Bitbucket SonarQube PR checks not detecting errors in new lines of code

SonarQube Server / Community Build
, ,
1

Must-share information (formatted with Markdown):

  • SonarQube Developer Edition Version 10.3 (build 82913)
  • How is SonarQube deployed: zip
  • What are you trying to achieve: Scan Bitbucket PRs
  • What have you tried so far to achieve this: Enable the Sonar Quality Checks in BitBucket

We have SonarQube Development and BitBucket running on promise. We installed the SonarQube integration and enabled it for PR Review. We see many errors in new lines which are not detected during the PR build and are only detected after the Merge. Example:

New code was introduced on this PR

image
image1744×660 110 KB

The scan said everything was green:

image
image1763×921 123 KB

But after the merge it comes the surprise:

image
image1796×910 117 KB

What should we do so that errors on new lines are detected during the PR Review?

Thanks

d

2

Hey there.

This tells me that maybe your New Code wasn’t detected during the PR analysis.

You’ve shown a screenshot of Bitbucket – but could you take a screenshot of the Pull Request analysis in SonarQube? It shouldn’t have been swept up by housekeeping yet. Is there any code in the Code tab? Any analysis warnings in the upper right?

3

Here it goes:

image
image1010×874 67.3 KB

4

Your screenshot show the last analysis had warnings. What are they?

5

SonarScanner will require Java 17 to run, starting in SonarQube 10.4. Please upgrade the version of Java that executes the scanner and refer to the documentation if needed.

The property ‘sonar.login’ is deprecated and will be removed in the future. Please use the ‘sonar.token’ property instead when passing a token.

Could not find ref ‘develop’ in refs/heads, refs/remotes, refs/remotes/upstream or refs/remotes/origin. You may see unexpected issues and changes. Please make sure to fetch this ref before pull request analysis and refer to the documentation.

Using Node.js version 14 to execute analysis is deprecated and will stop being supported no earlier than May 1st, 2023. Please upgrade to a newer LTS version of Node.js [18, 20]

6

Here is the issue.

What environment is your analysis configured in (Jenkins, Azure DevOps, Bitbucket Pipelines, Bamboo, etc…) – and in that environment, have you made sure shallow clones are disabled?

7

Hi Colin ,

We use Bitbucket for the PRs and Bamboo for the build.

Thanks

8

I think “shallow” clones are the default in Bamboo, and I’d refer to some Atlassian documentation on Bamboo/Git to figure out how to disable them.

9

Hi Colin,

Thanks for the investigation.

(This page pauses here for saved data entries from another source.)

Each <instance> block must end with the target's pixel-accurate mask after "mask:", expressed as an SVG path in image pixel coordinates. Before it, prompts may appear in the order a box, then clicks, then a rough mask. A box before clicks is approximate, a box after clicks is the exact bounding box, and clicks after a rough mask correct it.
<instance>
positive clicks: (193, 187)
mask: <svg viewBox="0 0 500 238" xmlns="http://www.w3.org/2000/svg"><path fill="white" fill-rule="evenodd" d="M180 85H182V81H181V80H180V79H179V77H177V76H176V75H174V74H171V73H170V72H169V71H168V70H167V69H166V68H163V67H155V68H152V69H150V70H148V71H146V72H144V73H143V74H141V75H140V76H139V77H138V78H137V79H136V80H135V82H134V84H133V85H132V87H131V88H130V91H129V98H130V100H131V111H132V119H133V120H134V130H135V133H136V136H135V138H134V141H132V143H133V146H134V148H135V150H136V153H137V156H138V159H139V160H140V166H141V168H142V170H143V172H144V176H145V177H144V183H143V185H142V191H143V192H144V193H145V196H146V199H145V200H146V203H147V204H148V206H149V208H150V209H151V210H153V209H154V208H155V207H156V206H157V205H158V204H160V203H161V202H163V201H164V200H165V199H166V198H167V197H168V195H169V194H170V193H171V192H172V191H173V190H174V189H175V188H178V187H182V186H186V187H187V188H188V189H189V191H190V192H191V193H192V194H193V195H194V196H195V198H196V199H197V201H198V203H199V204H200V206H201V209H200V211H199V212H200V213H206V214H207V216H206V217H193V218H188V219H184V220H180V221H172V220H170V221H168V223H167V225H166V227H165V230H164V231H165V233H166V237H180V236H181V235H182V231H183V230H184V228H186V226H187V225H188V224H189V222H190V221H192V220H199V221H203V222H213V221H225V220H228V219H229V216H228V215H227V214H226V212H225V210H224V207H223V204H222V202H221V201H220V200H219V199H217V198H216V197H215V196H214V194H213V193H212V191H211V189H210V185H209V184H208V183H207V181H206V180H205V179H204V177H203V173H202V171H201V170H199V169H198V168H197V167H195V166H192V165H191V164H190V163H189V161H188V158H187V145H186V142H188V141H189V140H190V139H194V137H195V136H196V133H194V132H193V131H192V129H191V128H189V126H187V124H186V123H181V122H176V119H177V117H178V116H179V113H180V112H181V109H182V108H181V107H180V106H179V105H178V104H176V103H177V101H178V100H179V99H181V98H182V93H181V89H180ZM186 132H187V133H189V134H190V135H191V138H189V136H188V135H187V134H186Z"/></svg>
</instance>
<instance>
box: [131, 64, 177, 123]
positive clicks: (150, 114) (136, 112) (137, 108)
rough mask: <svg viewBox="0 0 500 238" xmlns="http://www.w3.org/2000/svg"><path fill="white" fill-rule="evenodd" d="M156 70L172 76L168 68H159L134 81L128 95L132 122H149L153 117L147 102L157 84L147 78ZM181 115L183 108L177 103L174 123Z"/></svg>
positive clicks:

The problem of disabling shallow clone is that it might add a considerable overhead to our builds. How come the Sonar PR view show that there are new lines but the analysis cannot identify them?

~WRD0000.jpg

10

Hi @Colin ,

Coming back to this point. I have another example here. For this repo, the shallow clone is surely disabled:

image
image1063×741 36.5 KB

But the PR identify 0(!) changed lines:

image
image1807×545 39.5 KB

And the warning is still there:

“Could not find ref ‘development’ in refs/heads, refs/remotes, refs/remotes/upstream or refs/remotes/origin. You may see unexpected issues and changes. Please make sure to fetch this ref before pull request analysis and refer to the documentation.”

How do we fix this? The number of bugs is piling up in all projects.

11

Are your branches stored in a “custom” remote? This thread comes to mind:

12

Hi @Colin ,

I found out what the problem was. For your reference: In Bamboo by default only the current branch is cloned. To change this behavior, you must configure the “Linked Repository” in Bamboo to “Fetch whole repository”:

image
image1027×587 28.8 KB

Thanks for the help,

Bruno Marotta

1 Like
13

This topic was automatically closed 7 days after the last reply. New replies are no longer allowed.